The key takeaway here is that you've learned how to create a script that can wrap up any number and length of commands, so that re-running those commands is nothing more than a one-liner:
bash my-script.sh
This ability to modularize your code will be profoundly helpful as you do more complicated tasks. Sometimes, you'll find yourself writing scripts that call other scripts, so that you don't have any one mega-script that is impossible to re-read and debug. In fact, you are already doing this: did you write the cat
command? Or grep
? No. Their functionality has been wrapped up in such a way that you just have to remember the names of their commands.
To paraphrase Peteris Krumins' paraphrase of Pablo Picasso (who might have stolen it from W.H. Davenport Adams):
Good coders code. Great coders reuse.
This isn't a software engineering class, but you might have noticed that top-shake-words.sh
seems to be unnecessarily limited. That is, it only operates from Shakespearean plays, but technically, it could do its word-counting magic from any source of text.
So why not modify it so that if a URL is passed in, it will attempt to curl
the webpage down – or if it's just a local file, just to cat
it – and then count the words. But then we'd have to write code to tell if something is a URL versus just a text file on the computer…among other issues that would come up.
In times like these, it's worth remembering the Unix philosophy, particularly the saying, "Do one thing and do it well." Our script does one thing fairly well: count occurrences of English words in a body of text. But it then tries to do something half-assedly, i.e. download Shakespearean text.

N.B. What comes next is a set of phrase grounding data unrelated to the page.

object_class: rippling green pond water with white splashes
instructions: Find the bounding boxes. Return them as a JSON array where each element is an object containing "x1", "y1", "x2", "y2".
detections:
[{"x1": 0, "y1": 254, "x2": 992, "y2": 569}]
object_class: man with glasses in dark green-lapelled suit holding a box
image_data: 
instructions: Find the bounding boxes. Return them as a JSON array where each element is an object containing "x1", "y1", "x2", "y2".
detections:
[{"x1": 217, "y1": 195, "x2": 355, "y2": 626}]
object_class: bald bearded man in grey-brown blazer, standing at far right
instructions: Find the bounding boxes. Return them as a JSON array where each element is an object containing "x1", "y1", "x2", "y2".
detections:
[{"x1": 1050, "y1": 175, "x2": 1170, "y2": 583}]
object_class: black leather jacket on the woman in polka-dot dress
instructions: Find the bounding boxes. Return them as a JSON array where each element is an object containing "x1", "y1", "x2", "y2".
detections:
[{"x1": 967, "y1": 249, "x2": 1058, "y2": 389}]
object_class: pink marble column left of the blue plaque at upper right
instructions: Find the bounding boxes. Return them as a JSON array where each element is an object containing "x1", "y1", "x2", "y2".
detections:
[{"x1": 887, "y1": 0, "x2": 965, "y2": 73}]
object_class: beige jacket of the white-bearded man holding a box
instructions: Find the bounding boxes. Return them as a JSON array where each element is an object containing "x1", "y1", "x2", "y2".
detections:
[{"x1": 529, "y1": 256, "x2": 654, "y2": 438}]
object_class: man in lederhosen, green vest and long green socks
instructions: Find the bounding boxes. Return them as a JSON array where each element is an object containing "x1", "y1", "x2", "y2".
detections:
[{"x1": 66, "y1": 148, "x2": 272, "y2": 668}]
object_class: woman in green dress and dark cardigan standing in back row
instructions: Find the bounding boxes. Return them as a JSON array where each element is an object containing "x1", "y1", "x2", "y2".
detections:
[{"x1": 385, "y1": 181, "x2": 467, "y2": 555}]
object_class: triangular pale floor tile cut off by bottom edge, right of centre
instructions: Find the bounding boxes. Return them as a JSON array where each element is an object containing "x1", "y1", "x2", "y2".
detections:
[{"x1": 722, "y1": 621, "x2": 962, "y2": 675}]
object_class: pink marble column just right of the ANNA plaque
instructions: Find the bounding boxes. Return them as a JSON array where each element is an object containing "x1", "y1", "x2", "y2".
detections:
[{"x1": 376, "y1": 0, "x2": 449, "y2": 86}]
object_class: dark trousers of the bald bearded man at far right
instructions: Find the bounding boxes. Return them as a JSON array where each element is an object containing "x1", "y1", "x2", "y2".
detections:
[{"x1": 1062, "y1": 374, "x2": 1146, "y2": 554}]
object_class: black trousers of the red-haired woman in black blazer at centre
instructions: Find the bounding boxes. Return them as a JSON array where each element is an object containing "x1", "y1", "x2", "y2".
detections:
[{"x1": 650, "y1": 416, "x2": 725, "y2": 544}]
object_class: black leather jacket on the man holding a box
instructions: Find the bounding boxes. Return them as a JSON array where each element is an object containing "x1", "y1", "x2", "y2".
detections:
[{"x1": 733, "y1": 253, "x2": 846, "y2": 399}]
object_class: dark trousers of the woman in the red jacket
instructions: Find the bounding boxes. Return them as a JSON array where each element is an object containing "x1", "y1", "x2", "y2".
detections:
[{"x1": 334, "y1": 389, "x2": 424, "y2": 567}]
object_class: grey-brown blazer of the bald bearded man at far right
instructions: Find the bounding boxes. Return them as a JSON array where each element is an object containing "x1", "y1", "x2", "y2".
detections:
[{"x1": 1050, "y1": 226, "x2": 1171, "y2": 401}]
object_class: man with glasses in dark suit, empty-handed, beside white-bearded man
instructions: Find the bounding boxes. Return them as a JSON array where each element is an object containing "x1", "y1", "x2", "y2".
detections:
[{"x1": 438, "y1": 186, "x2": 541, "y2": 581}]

It would be much better if we changed the script to read from any text stream, like so:
curl http://romeo-and-juliet.com | top-any-words.sh 5 7
This underscores the part of the Unix philosophy that says: "Text is a universal interface" – in the proposed modification above, top-words.sh
would not even have to worry about the existence of data files, or the Internet. It lets curl
or whatever program is piping into it handle the details of getting the text. That way the top-any-words.sh
script just cares about one thing: counting (English) words.
We might deal with that design issue in another lesson. For now, it's enough to remember how following the Unix philosophy can make program design much easier and worry-free.